Essa abordagem não se aplica apenas à adição de novas funcionalidades. Às vezes, vale a pena quebrar regras de encapsulamento, por exemplo, quando é impossível testar uma classe de forma simples sem acessar membros privados. Da mesma forma, pode ser necessário introduzir código de produção apenas para permitir a criação de testes. Quando o tempo é curto, um código simples e testado é preferível a um código complexo com “boas práticas” mal aplicadas.

Respeite o Código

No início da minha carreira, sempre que me deparava com código legado, eu tendia a refatorá-lo quase que imediatamente. Eu lia o código, interpretava seu funcionamento e começava a alterá-lo para algo "melhor". No entanto, com o tempo e experiência, percebi o quão irresponsável essa abordagem era.

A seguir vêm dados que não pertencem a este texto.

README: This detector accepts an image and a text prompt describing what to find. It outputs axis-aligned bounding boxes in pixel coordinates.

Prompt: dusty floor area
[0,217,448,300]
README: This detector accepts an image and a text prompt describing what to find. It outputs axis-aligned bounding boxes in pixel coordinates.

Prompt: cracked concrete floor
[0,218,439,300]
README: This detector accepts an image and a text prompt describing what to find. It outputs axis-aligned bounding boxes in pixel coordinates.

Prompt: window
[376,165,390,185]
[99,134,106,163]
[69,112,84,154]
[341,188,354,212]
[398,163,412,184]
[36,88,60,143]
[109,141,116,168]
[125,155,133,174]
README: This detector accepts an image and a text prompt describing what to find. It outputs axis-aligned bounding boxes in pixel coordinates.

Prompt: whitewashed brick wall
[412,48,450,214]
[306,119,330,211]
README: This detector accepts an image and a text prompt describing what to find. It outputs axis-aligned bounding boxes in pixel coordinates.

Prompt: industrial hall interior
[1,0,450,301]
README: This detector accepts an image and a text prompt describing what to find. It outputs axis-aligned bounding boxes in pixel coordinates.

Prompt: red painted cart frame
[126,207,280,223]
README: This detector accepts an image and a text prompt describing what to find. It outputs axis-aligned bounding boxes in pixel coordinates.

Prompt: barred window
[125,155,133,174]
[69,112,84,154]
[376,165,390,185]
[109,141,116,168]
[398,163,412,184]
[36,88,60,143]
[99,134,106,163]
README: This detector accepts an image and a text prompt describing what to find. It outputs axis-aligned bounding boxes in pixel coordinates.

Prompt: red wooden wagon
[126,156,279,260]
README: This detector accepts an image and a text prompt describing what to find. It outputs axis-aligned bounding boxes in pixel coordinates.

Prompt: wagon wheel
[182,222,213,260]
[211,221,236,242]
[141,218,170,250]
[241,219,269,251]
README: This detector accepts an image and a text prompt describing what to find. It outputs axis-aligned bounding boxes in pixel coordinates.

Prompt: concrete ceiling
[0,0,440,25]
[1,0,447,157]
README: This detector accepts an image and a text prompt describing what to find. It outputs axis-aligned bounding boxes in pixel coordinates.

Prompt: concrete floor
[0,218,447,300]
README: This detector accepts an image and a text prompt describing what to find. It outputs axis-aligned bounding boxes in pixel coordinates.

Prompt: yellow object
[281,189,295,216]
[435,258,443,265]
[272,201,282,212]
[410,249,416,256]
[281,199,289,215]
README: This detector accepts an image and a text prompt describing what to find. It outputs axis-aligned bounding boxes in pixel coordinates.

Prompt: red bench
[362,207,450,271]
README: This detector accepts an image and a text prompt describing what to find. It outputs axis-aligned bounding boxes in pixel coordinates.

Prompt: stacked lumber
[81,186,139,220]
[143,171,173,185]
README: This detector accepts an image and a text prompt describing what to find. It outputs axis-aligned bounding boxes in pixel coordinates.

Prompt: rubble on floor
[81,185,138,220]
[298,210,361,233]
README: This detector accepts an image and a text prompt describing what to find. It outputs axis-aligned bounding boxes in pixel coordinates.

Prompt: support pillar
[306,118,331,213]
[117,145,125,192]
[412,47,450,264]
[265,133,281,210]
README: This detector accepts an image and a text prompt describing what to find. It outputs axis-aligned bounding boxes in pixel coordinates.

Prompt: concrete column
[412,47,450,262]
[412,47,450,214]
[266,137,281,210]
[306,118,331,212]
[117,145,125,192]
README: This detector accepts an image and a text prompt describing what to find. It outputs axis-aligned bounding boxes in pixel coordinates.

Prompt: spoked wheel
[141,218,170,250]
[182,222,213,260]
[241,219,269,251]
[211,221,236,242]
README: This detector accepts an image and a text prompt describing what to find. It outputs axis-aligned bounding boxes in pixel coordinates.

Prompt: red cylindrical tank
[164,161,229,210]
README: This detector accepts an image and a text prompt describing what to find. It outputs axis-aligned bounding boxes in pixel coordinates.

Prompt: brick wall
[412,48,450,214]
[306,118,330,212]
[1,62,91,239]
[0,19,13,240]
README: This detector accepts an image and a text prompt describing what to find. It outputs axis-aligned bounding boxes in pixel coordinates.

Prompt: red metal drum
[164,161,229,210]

Mesmo que um projeto esteja cheio de código legado, se ele ainda está em uso, é porque continua gerando valor para as pessoas. Alterar esse código sem primeiro entender o domínio do sistema, quem são seus usuários e como cada parte se conecta pode levar a decisões de design equivocadas. Além disso, a falta de compreensão profunda aumenta drasticamente o risco de introduzir novos bugs.
Outro pensamento comum ao lidar com código legado é “por que não reescrever isso aqui tudo do zero?”. A princípio, essa ideia parece atrativa, mas a reescrita completa de um sistema exige um grande esforço da equipe de desenvolvimento, geralmente deixando outras prioridades, como novas funcionalidades, em segundo plano. Isso pode fazer o produto estagnar. Além disso, a reescrita nunca será uma simples cópia do sistema original (até porque, se fosse, qual seria a vantagem?). Ao tentar recriar o sistema, é quase certo que você esquecerá alguma regra obscura e introduzirá bugs que já haviam sido corrigidos no código legado. Como resultado, o projeto não só deixará de evoluir, como provavelmente irá piorar. (Compreendi bem essa armadilha ao ler um post do Joel on Software.)
Depois de entender melhor essas dinâmicas, passei a respeitar mais o conhecimento acumulado no código, mesmo quando ele segue uma "arquitetura espaguete". Melhorar o código é essencial para garantir a longevidade do sistema, mas isso deve ser feito com cautela e respeito ao que já foi construído.